Why I’m Okay With The “Take A Knee” Protest

Yeah, I’m totally cool with this.
Source: Statesman

Anyone who knows me knows I couldn’t care less about sports. I’m not into competitive events (especially not ones that boil down to, “hit the other guy as hard as you can”). But when a sport starts stirring up political controversy and touches on issues of social justice by kneeling down during the national anthem, I can’t deny that it sits in several of my wheelhouses.

As you’ve almost certainly have gathered from the title, I have no problems with the ‘take a knee’ protests going around the NFL right now. I fact, as long they continue the protests peacefully and no one gets hurt, I wish them the best and hope people start to listen. After all, that’s the point of a controversial protest; to do something so shocking that people have no choice but to pay attention to you.

But, I also understand how a lot of people have misinterpreted this as an attack on the flag and the pledge. So, in an attempt to bridge the divide between us and promote empathy between divided factions, I’m going to attempt to debunk a few of the common complaints I’ve heard so far.

It was never about the flag

This the most common cry heard on the web right now, so I’ll keep it short. People joining the protest aren’t protesting against the flag; they’re using the flag as a vehicle to protest against police brutality.

It’s like I said at the start; the point of committing a controversial act in protest is to garner attention. If these players protested by doing something benign and mundane, you would be giving a thought about this right now. You have to do something shocking when you’re trying to rally awareness to a cause.

We ‘disrespect the flag’ LITERALLY every day (and the law doesn’t care)

This is probably the second thing people bring up when they hear the complaints of respecting the flag.

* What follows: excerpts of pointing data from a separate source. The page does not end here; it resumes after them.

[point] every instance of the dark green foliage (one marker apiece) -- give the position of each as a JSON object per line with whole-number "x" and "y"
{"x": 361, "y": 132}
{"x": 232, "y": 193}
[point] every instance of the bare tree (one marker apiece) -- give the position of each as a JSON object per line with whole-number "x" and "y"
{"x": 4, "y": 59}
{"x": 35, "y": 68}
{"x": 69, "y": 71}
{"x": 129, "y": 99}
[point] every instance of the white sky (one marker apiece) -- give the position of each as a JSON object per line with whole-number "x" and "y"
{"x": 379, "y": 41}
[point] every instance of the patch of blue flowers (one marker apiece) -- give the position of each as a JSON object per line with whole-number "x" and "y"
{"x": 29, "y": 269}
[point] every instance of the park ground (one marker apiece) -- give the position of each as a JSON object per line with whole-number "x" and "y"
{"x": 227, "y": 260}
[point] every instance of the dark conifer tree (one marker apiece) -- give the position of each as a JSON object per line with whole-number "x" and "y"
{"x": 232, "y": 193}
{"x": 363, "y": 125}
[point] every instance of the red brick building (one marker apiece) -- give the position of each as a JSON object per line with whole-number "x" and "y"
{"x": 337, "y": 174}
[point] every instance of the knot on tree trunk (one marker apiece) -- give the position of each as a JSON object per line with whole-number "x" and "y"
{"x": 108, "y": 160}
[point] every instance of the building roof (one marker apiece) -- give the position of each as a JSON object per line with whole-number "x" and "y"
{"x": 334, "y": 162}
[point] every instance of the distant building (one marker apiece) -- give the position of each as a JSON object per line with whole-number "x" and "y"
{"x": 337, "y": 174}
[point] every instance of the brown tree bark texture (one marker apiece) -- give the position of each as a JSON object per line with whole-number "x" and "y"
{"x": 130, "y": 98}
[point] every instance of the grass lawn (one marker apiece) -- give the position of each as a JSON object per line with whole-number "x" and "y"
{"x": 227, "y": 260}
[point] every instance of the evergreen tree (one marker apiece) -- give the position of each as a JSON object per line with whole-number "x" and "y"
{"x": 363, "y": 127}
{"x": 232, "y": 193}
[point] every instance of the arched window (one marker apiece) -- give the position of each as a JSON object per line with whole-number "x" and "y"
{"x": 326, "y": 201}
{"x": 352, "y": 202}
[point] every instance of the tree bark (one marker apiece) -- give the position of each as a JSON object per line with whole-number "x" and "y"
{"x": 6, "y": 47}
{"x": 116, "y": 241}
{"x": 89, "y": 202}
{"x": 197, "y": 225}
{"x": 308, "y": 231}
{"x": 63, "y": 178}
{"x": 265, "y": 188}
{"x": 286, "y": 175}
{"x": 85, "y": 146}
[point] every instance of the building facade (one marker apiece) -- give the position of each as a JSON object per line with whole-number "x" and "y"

If you actually read Chapter 10, Subsection 176 of the U.S. Flag Code which details how to respect the flag, you’d find a shocking number of ways we screw it up every day. Such examples of douchebaggery towards our banner include flag-printed clothing, carrying the flag horizontally, flag-printed uniforms and costumes, and – probably the most damning of all – using the flag in advertising (actually, you can double down on that last one since you’re also not supposed to use the flag as a receptacle).

That said, almost nobody freaks out about these ‘disrespectful’ acts because the flag code makes it clear that it is merely a suggestion. It makes sure that every entry on respect is bookmarked with the word “should” – not must.

The great irony is that this protest would have probably been ignored entirely if most of us just realized what the flag code does…

The flag is not our nation

As I understand it, the reason people get up in arms about respecting the flag is that they conflate disrespecting the flag with disrespecting the nation. The fact of the matter is, however, that the flag isn’t the nation; That’s the role of the people. And this protest’s intent was trying to protect a group of people (a legitimate concern, considering how often we see side-by-side video footage of how long hostile white criminals are allowed to resist arrest compared to less threatening black perpetrators) and, by extension using my previous analogy, the nation.

When you get right down to it, the things we associate with our nation – the flag, our anthem, our pledge of allegiance and more – are just symbols our nation uses. If we started taking the advice of George Carlin and just, “leave symbols to the symbol-minded,” to focus on the REAL substance of our country – our people – we might find that we could improve this home of ours immeasurably.